Authors: T Jefferson Parker
"Do you have your subject y-yet?"
"No. I'm still thinking about fiction."
"I think you'd be a fine fiction writer."
"I'm tempted and worried at the same time. Before, I've always had
the story there for me. In fiction, I'd have to make it up."
Isabella thought about this for a long minute.
"But that way, it can end how you want it to. The hero can get the girl
and the good guys can shoot the bad guys. And you wouldn’t have to visit those
terrible men in p-prison."
She asked for seconds. I served them up in the kitchen and started back
outside. Around the house, Isabella wore baseball caps to hide the nakedness of
her head. I liked her head the way it was—its smoothness and humility, its
honesty— I liked it a whole lot better when it had Isabella's rich black hair.

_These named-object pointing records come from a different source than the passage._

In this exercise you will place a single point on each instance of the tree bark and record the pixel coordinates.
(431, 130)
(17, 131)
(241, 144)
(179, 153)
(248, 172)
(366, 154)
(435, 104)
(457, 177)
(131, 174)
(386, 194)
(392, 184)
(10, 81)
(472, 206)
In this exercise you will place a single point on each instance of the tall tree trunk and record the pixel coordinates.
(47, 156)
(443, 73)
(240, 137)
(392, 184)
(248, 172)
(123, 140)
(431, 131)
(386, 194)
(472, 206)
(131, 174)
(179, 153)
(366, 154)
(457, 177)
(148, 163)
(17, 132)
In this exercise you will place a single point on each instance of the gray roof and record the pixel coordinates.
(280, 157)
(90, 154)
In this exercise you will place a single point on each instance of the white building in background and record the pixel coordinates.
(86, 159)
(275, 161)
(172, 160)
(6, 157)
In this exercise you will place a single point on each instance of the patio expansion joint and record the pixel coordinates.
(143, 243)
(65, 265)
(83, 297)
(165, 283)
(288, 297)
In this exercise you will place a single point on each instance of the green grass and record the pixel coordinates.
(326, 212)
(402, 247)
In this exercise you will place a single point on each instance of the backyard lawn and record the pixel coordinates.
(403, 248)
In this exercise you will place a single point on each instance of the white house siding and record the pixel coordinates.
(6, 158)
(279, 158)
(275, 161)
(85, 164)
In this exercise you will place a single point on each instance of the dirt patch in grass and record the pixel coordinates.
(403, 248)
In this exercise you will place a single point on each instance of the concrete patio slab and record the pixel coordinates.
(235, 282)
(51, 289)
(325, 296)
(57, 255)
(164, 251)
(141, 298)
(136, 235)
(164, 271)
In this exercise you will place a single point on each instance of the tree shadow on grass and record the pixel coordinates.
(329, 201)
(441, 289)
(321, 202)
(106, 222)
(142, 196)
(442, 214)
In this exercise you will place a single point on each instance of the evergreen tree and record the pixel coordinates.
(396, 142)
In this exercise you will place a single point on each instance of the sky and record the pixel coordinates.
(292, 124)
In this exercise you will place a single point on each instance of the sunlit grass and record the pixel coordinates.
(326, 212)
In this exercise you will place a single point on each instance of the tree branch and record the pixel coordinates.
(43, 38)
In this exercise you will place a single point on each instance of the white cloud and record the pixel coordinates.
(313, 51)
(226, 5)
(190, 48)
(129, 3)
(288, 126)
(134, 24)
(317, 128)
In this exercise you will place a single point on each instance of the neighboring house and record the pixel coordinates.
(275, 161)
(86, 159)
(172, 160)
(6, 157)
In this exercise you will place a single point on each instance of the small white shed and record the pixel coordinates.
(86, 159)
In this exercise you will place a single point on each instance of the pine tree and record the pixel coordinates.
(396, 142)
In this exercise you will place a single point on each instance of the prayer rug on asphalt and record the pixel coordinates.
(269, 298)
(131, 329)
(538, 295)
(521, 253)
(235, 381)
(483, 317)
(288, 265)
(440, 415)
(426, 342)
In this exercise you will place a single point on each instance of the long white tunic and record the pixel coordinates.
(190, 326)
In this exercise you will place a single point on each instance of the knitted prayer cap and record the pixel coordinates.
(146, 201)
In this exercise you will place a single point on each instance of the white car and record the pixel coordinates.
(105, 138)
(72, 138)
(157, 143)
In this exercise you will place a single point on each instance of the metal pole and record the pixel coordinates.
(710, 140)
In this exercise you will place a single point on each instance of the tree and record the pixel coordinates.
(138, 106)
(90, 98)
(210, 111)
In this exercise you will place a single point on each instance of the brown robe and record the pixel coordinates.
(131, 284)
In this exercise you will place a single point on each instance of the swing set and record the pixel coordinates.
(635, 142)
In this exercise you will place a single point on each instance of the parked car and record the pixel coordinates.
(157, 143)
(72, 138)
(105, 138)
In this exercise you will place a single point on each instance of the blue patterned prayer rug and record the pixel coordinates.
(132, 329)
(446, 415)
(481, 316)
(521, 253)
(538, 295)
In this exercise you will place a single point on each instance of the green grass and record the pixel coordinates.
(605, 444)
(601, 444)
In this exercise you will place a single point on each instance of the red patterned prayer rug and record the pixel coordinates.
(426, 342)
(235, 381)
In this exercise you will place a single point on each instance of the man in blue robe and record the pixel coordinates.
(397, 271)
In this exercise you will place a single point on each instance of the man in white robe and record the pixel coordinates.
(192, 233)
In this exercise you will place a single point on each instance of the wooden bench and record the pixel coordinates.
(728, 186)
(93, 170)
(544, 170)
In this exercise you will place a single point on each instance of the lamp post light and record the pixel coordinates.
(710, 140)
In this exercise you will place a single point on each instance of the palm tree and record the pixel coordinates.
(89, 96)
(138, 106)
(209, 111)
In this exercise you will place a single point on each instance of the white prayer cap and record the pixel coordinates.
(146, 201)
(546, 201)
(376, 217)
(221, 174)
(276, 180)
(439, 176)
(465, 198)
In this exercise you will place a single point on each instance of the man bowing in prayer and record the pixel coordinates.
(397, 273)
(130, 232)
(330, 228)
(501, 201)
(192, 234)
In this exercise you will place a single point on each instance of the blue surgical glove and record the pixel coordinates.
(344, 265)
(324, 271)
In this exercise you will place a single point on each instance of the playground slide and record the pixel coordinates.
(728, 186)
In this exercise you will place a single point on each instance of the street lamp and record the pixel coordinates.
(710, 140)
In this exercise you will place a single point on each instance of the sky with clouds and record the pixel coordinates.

Coming up on her from behind with the plate, I stopped for just a moment,
rocked for the millionth time by how it had changed. She looked like a little
man sitting there, a fan perhaps, her cap tilted at a jaunty angle as she
looked off into the west hills. I could see the line of her cheek, her fork
held midair and not moving. God I love you, I thought. God, help me love more.
God, do something good for her or I'll cut your heart with a chain saw and feed
it to Black Death.
So Jah seh.
I put down the plate, sat, drank. "Things are starting scare
me," I said. The wine was beginning to talk. "Nonfiction seems like a
terrible thing to try to capture. Who wants to. There's no order. Killers prey
on people at random. Good people like you get sick."
"Nature is cruel," said Isabella. "I quit trying to
figure out why a year ago. But if you wrote ffiction, you could change that.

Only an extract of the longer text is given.